Auch in der Eingliederungshilfe fehlen ambulante, aufsuchende und vor allem niederschwellige Angebote mit Teams, die ggf. Menschen auf der Straße begleiten und ihre Begleitung flexibel dem sich ändernden Unterstützungsbedarf anpassen können. Darüber hinaus fehlen in vielen Regionen spezifische Konzepte für junge Erwachsene.
Für die Suchterkrankungen lässt sich festhalten, dass sie von allen psychischen Störungen diejenigen sind mit der geringsten Behandlungsquote. Als gravierende Probleme möchte ich folgende Aspekte nennen: Es fehlen flächendeckend Angebote für qualifizierte Entzugsbehandlungen sowie verbindliche Regelungen, um einen nahtlosen Übergang von Entzugsbehandlung zur Entwöhnung zu ermöglichen. Aber selbst wenn sich jemand, dazu entschlossen hat, eine medizinische Rehabilitation in Anspruch zu nehmen, wird diese durch die Leistungsträger nur bewilligt, wenn eine positive Prognose bei Antragsstellung vorliegt. Arbeits- und Wohnungslosigkeit führen eher zu einer ungünstigen Prognose.
Nach wie vor setzen viele Angebote in der Suchthilfe eine Abstinenz voraus bzw. verfolgen diese als einziges Therapieziel. Damit werden wiederum bestimmte Personen von vorneherein von einer Behandlung bzw. Unterstützung ausgeschlossen.

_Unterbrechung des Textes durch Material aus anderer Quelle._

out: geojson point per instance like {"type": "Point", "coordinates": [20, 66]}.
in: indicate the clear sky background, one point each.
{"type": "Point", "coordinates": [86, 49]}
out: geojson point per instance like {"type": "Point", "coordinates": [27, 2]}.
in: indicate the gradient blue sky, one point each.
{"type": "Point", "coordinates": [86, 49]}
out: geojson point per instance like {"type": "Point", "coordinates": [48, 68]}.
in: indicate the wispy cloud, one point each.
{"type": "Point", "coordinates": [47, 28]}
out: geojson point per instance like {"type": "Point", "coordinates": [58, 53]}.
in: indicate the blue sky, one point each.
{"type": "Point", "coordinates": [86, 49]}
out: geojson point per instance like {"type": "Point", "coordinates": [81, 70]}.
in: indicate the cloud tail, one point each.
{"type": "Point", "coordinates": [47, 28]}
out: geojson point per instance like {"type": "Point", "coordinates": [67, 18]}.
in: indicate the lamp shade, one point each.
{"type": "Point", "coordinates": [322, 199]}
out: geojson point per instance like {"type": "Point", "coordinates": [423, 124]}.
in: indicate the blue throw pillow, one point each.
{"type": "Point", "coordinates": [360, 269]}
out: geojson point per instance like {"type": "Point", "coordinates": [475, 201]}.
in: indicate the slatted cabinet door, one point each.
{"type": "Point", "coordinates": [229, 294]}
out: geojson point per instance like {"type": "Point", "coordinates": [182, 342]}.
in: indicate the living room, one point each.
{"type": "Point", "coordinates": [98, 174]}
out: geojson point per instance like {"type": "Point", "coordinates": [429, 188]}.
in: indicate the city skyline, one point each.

Am meisten von Fehl- und Unterversorgung betroffen, sind Menschen mit Suchterkrankung und
mindestens einer weiteren psychischen Störung.
Und die Wohnungslosenhilfe?
Dort tauchen die jungen Volljährigen dann ggf. auf und bringen auch hier die Mitarbeiterinnen und Mitarbeiter an deren Grenzen. Zumal die Hilfen zur Überwindung besonderer sozialer Schwierigkeiten für den umfassenden Unterstützungsbedarf und auch für die spezifischen Themen und Entwicklungsaufgaben der jungen Volljährigen in der Regel nicht angelegt sind. Die notwendigen fachlichen und personellen Ressourcen fehlen. Neben der Notwendigkeit mit anderen Arbeitsfeldern kooperativ zusammen zu arbeiten, ist die Weiterentwicklung und Umsetzung innovativer Konzepte bedeutsam.
Dazu hören wir später Herrn Prof. Busch-Geertsema, den wir gebeten haben das Konzept „Housing First“ auf seine Tragfähigkeit für junge Volljährige hin zu beschreiben.